History shows that huge swings in prices can happen because of economic boom/bust, war etc. - but until 1970 prices always returned to the historical trendline (inflation/GDP). Netherlands is now 6-10x above the historical price trendline; and I don’t think there was any time in history when RE was considered a ’safer’ investment …
‘The current median house price is $230,000 and I read recently that the median rent was around $850 (although I’m not sure of the source) this would give you a multiple of 270 which is at least 35% above any historic precedent.’
Many midwest markets have multiples as low as 100-120 on median priced homes today. No price bubble there however most have the same overbuilding bubble and credit bubble. That we have among the highest foreclosure rates already in Texas and Georgia doesn’t bode well for the future in the coastal bubble markets now that folks aren’t getting bailed out by appreciation anymore..
‘One thing not mentioned is that the homebuilders actually stopped building right after the attacks’
So true. The major component contributing to excess inventory. Nothing will stop the extreme excesses in the bubble markets. However if builders suddenly took a sabatical and stopped building in Dallas/Ft Worth among other inexpensive fast growing markets for a year those overbuilt exhurb home prices would skyrocket too.
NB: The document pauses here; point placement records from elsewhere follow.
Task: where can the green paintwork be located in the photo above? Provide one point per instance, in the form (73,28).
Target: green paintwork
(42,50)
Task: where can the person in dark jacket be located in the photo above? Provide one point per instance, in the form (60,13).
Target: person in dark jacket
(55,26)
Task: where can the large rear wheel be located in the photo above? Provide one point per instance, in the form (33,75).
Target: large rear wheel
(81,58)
We signed the contract on our new home in Irvine about a week or two before 9/11. In the eight months looking for a new home and getting a feeling for the market, the price on the plan we finally bought skyrocketed $60K to $362K. Yes the bubble inflafted before 9/11 in the OC. Immediately after 9/11, house sales were slower and many buyers cancelled. We decided to hang in since we didn’t want to lose our deposit and were happy with the plan and location of the house, but I was ready for the price to fall 5%.
On a side note, I know financial planners don’t seem to rank that much above realtors on this blog, but in my CFP finnacial planning class at UCI in 2000, we discussed home price appreciation in terms of retirement planning. The class and instructor seemed to remember the bear market in the first half of the 90s and agreed that the safe estimate for home price appreicaiton was CPI or just above it.
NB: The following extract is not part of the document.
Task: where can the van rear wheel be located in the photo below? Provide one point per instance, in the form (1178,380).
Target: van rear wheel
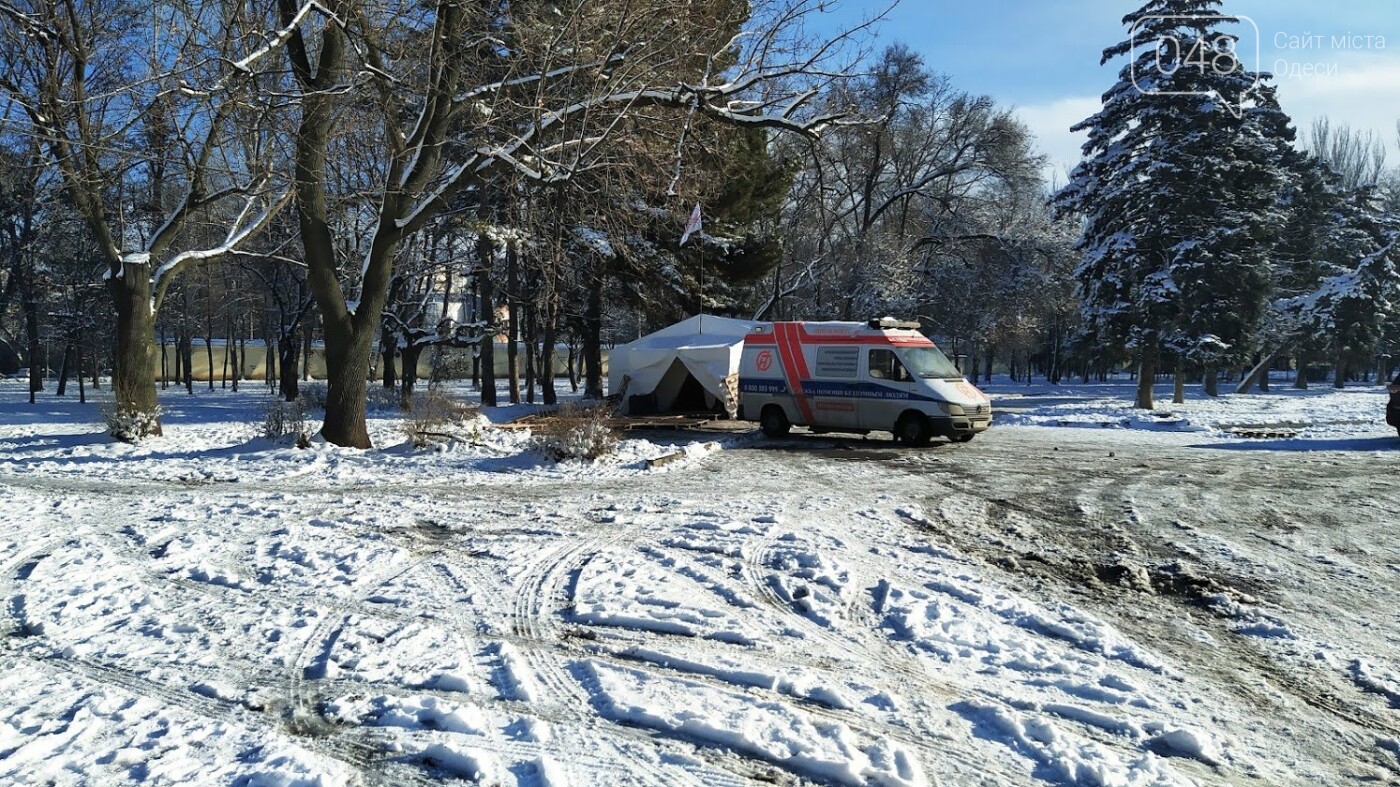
(773,422)
(912,429)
I think it took about about six months before prices start to move upwards. I kept on waiting for the fallout from the dot.com bomb but it never happened. Where are people getting the money to buy a house? It can’t be the stock market. Then I finally figured it out - toxic loans and non existent lending standards. Can you fog a mirror? Here is a home loan of any amount for you.
We cashed out two months ago, and are now vulture renters. We may buy in 2008-2009 when the banks and homebuilders are desparate. Maybe a little early in the down cycle, but we don’t need to catch the bottom. Near it is fine for me.